Houston’s contract janitors held a demonstration near City Hall on May 18, 2022 to demand a $15 minimum wage ahead of upcoming contract negotiations.

Houston’s contract janitors gathered near City Hall Wednesday evening in preparation for a potential strike if upcoming contract negotiations fail to increase their minimum wage to $15 an hour.

During a demonstration at Tranquility Park, which was organized by a labor union for janitorial workers called SEIU Texas, more than a hundred janitors expressed their frustration with both their wages and the lack of respect they received in their roles.

SEIU Texas President Elsa Caballero led the demonstration. She said the union had two goals in mind.

"One is to make a demand, a very public demand, that Texas is big enough for $15, that they deserve to win and make $15 an hour to take care of their families," Caballero said. "And, to take a strike vote and give us directions on what to do if we’re not able to get that at the table.”

That strike vote, which the crowd voted to approve during the demonstration, allows the union’s bargaining committee to call a strike if the pay increase isn’t granted.

Caballero said the union plans to hold more demonstrations this week ahead of the current contract’s expiration on May 31.

As of right now, a majority of contract janitors in Houston work part-time, making as little as $10.75 an hour, according to SEIU Texas. However, the contract is set to expire for at least 2,800 Houston-area janitors at the end of the month, leaving many hopeful for a new contract that would not only increase the hourly minimum wage to $15, but also increase the number of provided sick days and paid leave.

Among the crowd during Wednesday’s demonstration was Meyworkl Perez, who’s been a janitor for the past 15 years.

"(They) used to work us every day, every day and you’ve got no life," Perez said. "We need to be respected and make a good salary and lead a better life, you know, to be with our families."

Houston’s contract janitors marched through downtown Houston on May 18, 2022 to push for a $15 minimum wage.

Organizers at Wednesday’s demonstration acknowledged that the desired pay bump was not only adherent to the private companies that hired the contract janitors, but also the building owners who bring in those private companies to handle janitorial services.

According to SEIU Texas, raising the wage to $15 an hour for unionized janitorial workers would cost one penny a month per square foot for building owners — a fraction of the $37.98 per square foot many tenants pay now.

Last year, Houston City Council raised the minimum wage for all municipal employees — including janitors — to $15 an hour.

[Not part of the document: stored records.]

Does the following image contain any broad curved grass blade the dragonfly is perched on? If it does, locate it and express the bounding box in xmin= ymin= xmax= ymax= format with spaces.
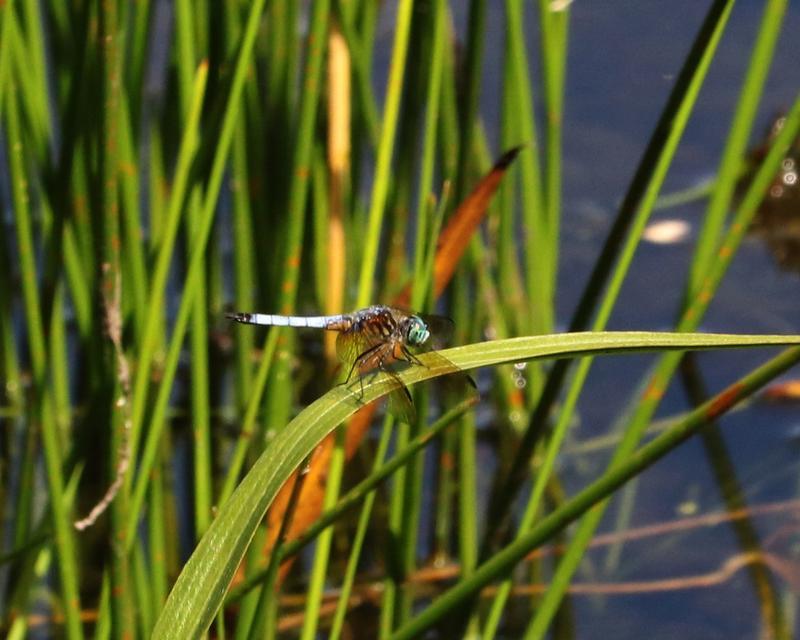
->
xmin=153 ymin=332 xmax=800 ymax=639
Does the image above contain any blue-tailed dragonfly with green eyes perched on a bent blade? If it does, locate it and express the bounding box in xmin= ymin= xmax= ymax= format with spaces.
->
xmin=227 ymin=305 xmax=475 ymax=422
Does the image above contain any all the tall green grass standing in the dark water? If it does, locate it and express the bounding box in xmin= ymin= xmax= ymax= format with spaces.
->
xmin=0 ymin=0 xmax=800 ymax=639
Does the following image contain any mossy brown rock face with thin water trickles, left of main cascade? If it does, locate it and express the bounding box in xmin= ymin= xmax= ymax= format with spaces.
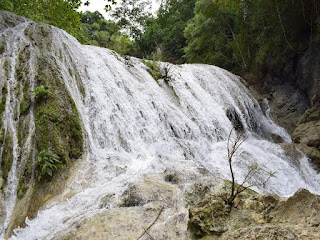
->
xmin=0 ymin=11 xmax=84 ymax=236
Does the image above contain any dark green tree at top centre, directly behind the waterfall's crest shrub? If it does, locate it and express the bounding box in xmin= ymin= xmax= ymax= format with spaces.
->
xmin=138 ymin=0 xmax=196 ymax=63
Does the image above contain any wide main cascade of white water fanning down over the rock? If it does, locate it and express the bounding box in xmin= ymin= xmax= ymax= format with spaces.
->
xmin=0 ymin=15 xmax=320 ymax=239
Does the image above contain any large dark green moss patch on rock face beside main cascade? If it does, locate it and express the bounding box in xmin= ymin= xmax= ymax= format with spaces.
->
xmin=35 ymin=55 xmax=83 ymax=177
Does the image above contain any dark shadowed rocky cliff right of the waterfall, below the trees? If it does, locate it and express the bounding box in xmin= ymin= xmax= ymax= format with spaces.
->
xmin=248 ymin=43 xmax=320 ymax=168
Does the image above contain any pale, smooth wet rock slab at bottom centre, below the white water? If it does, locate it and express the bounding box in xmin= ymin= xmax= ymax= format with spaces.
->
xmin=55 ymin=166 xmax=223 ymax=240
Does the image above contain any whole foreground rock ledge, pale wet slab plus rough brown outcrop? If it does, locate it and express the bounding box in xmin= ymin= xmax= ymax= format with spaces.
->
xmin=55 ymin=166 xmax=320 ymax=240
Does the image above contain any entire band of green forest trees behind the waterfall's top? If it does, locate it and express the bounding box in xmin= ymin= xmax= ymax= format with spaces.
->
xmin=0 ymin=0 xmax=320 ymax=80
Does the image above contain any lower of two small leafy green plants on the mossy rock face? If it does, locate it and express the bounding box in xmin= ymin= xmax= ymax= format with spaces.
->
xmin=38 ymin=150 xmax=61 ymax=180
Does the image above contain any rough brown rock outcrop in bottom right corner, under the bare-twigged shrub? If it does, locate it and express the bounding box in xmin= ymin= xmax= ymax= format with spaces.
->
xmin=188 ymin=189 xmax=320 ymax=240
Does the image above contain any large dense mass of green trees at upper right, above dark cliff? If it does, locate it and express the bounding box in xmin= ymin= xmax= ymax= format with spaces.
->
xmin=185 ymin=0 xmax=320 ymax=73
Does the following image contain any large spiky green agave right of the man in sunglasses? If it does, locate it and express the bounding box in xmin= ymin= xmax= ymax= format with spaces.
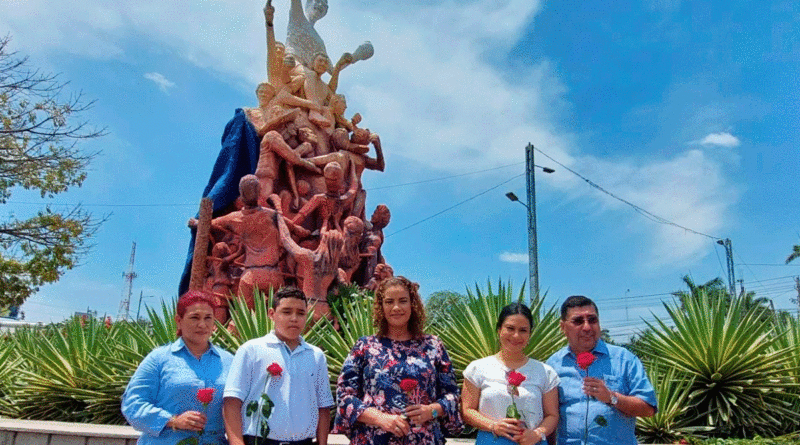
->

Additionally, Mayor Sylvester Turner in February signed an executive order to raise the hourly wage for Houston airport workers to $15 by October 2023.

In a tweet Wednesday night, Turner wrote that “janitors in the private sector in Houston should be paid no less.”

Also in attendance on Wednesday was Democratic gubernatorial candidate Beto O'Rourke, who said the problem would be solved if the statewide minimum wage, which is currently $7.25 an hour, was raised to $15.

If contract negotiations fail at the end of the month, the union’s bargaining committee would likely organize a strike for Houston’s contract janitors. Many workers, like Meyworkl Perez, said they were ready.

"We are ready to go to the streets and say that we need (this)," Perez said. "They already got $15 in the airport. We can get it too because we are janitors as well, we do the same job so it’s no difference. Houston needs to pay more salaries for janitors because it’s very tough work."